Fitter.draw_fit() does this automatically when you pass obs_noise='frac' (per-band fractional σ) or obs_noise='abs' (per-band absolute σ); the default obs_noise='none' plots the pure model-curve band. Call flux_density_credible / flux_credible directly when you want full control over the noise model.

Saving and Loading Fits

MCMC fits can take minutes to hours. To avoid re-running the sampler when reopening a notebook, persist the result to disk using bilby’s native HDF5 / JSON format:

# After fitting -- symmetric with Fitter.load below.
fitter.save("ep_grb_fit.h5")   # .h5 / .hdf5 (recommended) or .json

# Later session: a single line restores the fitter (constructor args,
# observation data, parameter transformer) and the result. No manual
# reconfiguration, no MCMC re-run.
from VegasAfterglow import Fitter
fitter = Fitter.load("ep_grb_fit.h5")
result = fitter.result

print(result.summary())                            # works
result.bilby_result.plot_corner()                  # bilby tools work
lc = fitter.flux_density_grid(result.top_k_params[0], t_out, nu_out)

If the original fit used a custom callable for jet, medium, or extinction, pass the same callable as a keyword to Fitter.load – callables don’t round-trip through HDF5/JSON serialization:

fitter = Fitter.load("ep_grb_fit.h5", jet=my_custom_jet_factory)

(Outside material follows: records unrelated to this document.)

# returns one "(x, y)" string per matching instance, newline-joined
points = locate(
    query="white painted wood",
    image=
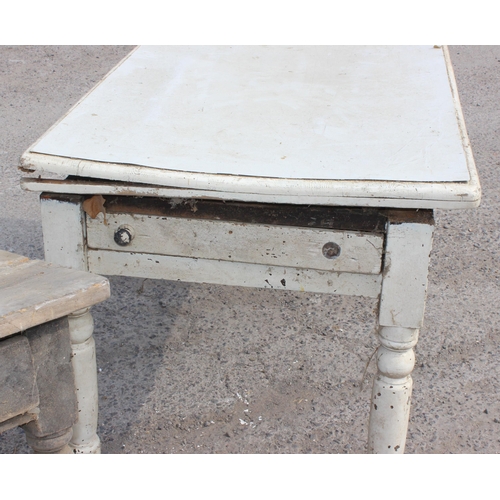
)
(237, 242)
(33, 292)
(307, 112)
(64, 236)
(65, 243)
(376, 194)
(357, 123)
(401, 313)
(232, 273)
(84, 438)
(391, 393)
(406, 265)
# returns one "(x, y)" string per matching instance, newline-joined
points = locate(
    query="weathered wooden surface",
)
(51, 350)
(238, 242)
(33, 292)
(18, 388)
(380, 125)
(233, 273)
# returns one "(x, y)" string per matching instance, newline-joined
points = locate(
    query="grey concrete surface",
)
(187, 368)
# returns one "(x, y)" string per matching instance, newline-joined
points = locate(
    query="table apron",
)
(232, 273)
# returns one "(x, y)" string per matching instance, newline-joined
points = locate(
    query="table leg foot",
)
(84, 439)
(391, 395)
(54, 443)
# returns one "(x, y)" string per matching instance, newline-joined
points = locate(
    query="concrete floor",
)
(188, 368)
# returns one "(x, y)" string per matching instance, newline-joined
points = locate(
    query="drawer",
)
(274, 245)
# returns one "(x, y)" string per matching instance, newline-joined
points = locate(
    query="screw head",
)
(123, 236)
(331, 250)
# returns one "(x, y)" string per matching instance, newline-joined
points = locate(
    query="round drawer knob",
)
(123, 236)
(331, 250)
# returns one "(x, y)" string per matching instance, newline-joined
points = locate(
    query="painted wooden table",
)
(41, 309)
(296, 168)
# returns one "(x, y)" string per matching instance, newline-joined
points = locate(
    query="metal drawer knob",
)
(331, 250)
(123, 236)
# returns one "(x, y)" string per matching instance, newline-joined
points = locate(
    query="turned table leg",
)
(81, 327)
(401, 313)
(65, 243)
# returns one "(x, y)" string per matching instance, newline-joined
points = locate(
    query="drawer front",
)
(322, 249)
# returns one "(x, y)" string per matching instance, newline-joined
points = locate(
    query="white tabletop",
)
(272, 119)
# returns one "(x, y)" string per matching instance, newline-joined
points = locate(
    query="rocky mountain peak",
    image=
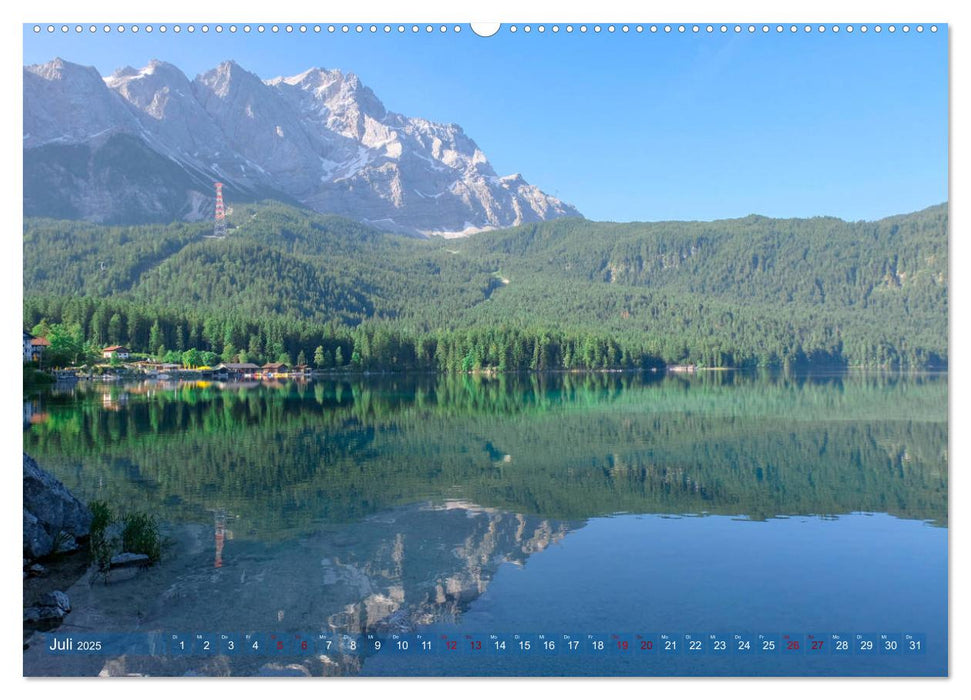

If you have a raw bilby Result file from another tool (no VegasAfterglow metadata), open it directly with bilby.read_in_result(path) instead – Fitter.load will raise a clear ValueError for those files.

Files written by fitter.save() are full bilby Result files. They can also be opened directly by bilby’s tools — useful when sharing fits with collaborators who use bilby:

import bilby
br = bilby.read_in_result(filename="ep_grb_fit.h5")
br.plot_corner()

Pre-existing bilby Result files from other tools (no VegasAfterglow metadata) can be opened directly with bilby.read_in_result(path) for samples / corner inspection — Fitter.load requires the VegasAfterglow snapshot so it can’t load those files for predictions; re-run .fit(...) if you need them.

Visualization

For the data/model overlay use Diagnostic Plot above (fitter.draw_fit()); for custom plots with posterior-predictive uncertainty, build them yourself with flux_density_credible. For posterior correlations, the standard tool is the external corner package:

import matplotlib.pyplot as plt
import corner

flat_chain = result.samples.reshape(-1, result.samples.shape[-1])

fig = corner.corner(
    flat_chain,
    labels=result.latex_labels,
    quantiles=[0.16, 0.5, 0.84],
    show_titles=True,
    title_kwargs={"fontsize": 12},
)
plt.savefig("corner_plot.png", dpi=300, bbox_inches="tight")

bilby’s own corner helper is also available via result.bilby_result.plot_corner() if you prefer the bilby styling.